Russ leaned back and puffed at his pipe.

Yes, there was a lot to do. Transmission problems, for instance. To conduct away such terrific power as they knew they were capable of developing would require copper or silver bars as thick as a man's thigh, and even so at voltages capable of jumping a two-foot spark gap.

Obviously, a small machine such as they now had would be impractical. No matter how perfectly it might be insulated, the atmosphere itself would not be an insulator, with power such as this. And if one tried to deliver the energy as a mechanical rotation of a shaft, what shaft could transmit it safely and under control?
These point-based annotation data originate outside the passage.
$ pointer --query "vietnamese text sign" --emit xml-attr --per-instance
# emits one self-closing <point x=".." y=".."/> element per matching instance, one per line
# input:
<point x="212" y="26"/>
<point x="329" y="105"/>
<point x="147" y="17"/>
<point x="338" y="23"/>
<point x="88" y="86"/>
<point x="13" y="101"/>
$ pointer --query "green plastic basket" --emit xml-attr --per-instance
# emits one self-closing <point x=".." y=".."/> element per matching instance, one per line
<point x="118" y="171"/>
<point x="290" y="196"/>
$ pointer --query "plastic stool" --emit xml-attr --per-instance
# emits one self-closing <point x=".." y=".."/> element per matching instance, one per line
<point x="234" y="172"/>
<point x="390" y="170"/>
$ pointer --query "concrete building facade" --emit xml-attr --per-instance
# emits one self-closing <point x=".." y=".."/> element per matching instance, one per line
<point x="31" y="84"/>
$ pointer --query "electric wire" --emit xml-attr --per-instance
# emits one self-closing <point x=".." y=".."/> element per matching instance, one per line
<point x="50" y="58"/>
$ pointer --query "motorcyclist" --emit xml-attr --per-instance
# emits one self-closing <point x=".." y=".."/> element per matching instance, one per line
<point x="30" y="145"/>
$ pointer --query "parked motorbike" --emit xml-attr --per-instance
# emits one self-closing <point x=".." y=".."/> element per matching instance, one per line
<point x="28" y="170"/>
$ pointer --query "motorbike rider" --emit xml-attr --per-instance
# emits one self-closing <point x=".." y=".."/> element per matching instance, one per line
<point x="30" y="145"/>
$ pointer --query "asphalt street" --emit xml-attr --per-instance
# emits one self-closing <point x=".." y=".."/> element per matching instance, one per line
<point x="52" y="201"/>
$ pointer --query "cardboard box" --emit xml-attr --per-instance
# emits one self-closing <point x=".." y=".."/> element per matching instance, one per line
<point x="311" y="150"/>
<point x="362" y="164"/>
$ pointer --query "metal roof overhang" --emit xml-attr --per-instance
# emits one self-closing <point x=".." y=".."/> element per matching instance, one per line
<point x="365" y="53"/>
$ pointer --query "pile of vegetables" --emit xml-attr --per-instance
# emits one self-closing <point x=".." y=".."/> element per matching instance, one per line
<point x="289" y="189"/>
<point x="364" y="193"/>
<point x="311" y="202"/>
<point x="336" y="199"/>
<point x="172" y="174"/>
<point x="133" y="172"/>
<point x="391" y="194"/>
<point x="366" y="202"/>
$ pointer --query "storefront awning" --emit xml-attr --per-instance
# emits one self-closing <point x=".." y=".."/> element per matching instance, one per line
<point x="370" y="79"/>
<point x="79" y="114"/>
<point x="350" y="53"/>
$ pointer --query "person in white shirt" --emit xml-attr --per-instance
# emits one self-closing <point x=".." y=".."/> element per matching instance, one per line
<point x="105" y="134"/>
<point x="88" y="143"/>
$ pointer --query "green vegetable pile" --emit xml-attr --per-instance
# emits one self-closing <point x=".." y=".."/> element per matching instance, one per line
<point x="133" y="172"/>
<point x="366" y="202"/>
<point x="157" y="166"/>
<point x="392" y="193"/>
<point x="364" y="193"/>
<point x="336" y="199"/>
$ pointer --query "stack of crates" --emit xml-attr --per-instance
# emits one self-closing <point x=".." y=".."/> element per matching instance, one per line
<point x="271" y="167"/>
"Oh, hell," Russ burst out, "let's get back to Earth."


Harry Wilson watched the couple alight from the aero-taxi, walk up the broad steps and pass through the magic portals of the Martian Club. He could imagine what the club was like, the deference of the management, the exotic atmosphere of the dining room, the excellence of the long, cold drinks served at the bar. Mysterious drinks concocted of ingredients harvested in the jungles of Venus, spiced with produce from the irrigated gardens of Mars.

He puffed on the dangling cigarette and shuffled on along the airy highwalk. Below and above him, all around him flowed the beauty and the glamor, the bravery and the splendor of New York. The city's song was in his ears, the surging noises that were its voice.

Two thousand feet above his head reared giant pinnacles of shining metal, glinting in the noonday sun, architecture that bore the alien stamp of other worlds.